A new study out Monday could fuel the heated debate over whether electronic cigarettes are a preferable alternative to traditional cigarettes among teens or if they’re encouraging smoking among people who otherwise wouldn’t have picked up the habit.
University of Southern California researchers tracked tobacco use among five groups of high-schoolers who graduated in 1995, 1998, 2001, 2004, and 2014. The number of high school seniors who’d smoked in the past month fell from 19 percent in 1995 to 9 percent in 2004. That number has fallen to about 8 percent now.

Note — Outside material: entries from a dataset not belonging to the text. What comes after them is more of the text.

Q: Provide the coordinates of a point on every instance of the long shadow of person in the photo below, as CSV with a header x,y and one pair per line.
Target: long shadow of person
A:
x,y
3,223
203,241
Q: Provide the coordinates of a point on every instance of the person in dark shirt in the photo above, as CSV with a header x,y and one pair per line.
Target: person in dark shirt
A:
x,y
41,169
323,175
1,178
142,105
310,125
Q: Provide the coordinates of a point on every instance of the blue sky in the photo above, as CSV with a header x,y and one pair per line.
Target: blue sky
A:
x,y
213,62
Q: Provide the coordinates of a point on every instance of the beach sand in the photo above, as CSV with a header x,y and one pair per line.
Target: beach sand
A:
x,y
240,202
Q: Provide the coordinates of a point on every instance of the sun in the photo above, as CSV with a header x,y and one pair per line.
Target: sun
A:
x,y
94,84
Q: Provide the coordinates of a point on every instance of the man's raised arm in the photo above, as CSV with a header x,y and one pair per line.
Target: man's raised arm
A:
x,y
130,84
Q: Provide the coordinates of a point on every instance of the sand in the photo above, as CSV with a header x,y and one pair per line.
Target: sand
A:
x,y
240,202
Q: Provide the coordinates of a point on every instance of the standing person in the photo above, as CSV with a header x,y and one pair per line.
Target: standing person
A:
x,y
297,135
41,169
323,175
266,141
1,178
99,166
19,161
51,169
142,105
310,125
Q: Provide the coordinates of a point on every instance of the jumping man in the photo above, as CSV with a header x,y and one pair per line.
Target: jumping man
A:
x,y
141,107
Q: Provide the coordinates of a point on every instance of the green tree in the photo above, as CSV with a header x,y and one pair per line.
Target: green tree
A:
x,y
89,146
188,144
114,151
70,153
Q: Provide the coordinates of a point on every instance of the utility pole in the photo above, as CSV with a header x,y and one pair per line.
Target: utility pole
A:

But the group of nearly 5,500 graduates from 2014 were unique — they were the first cohort who also had e-cigarettes at their disposal. When the question was expanded to ask whether the students smoked or vaped, 14 percent said they had.
That suggests some e-cigarette users are teens who otherwise wouldn’t have smoked, the study’s authors said. The finding echoes the results of a paper published by the same group of researchers in May that found that teenagers who give e-cigarettes a try are much more likely to try regular cigarettes within a year than their peers who haven’t vaped.
The landscape of e-cigarettes is changing, though. Last month, California raised the minimum age to purchase e-cigarettes from 18 to 21. The FDA announced sweeping regulations for e-cigarettes in May.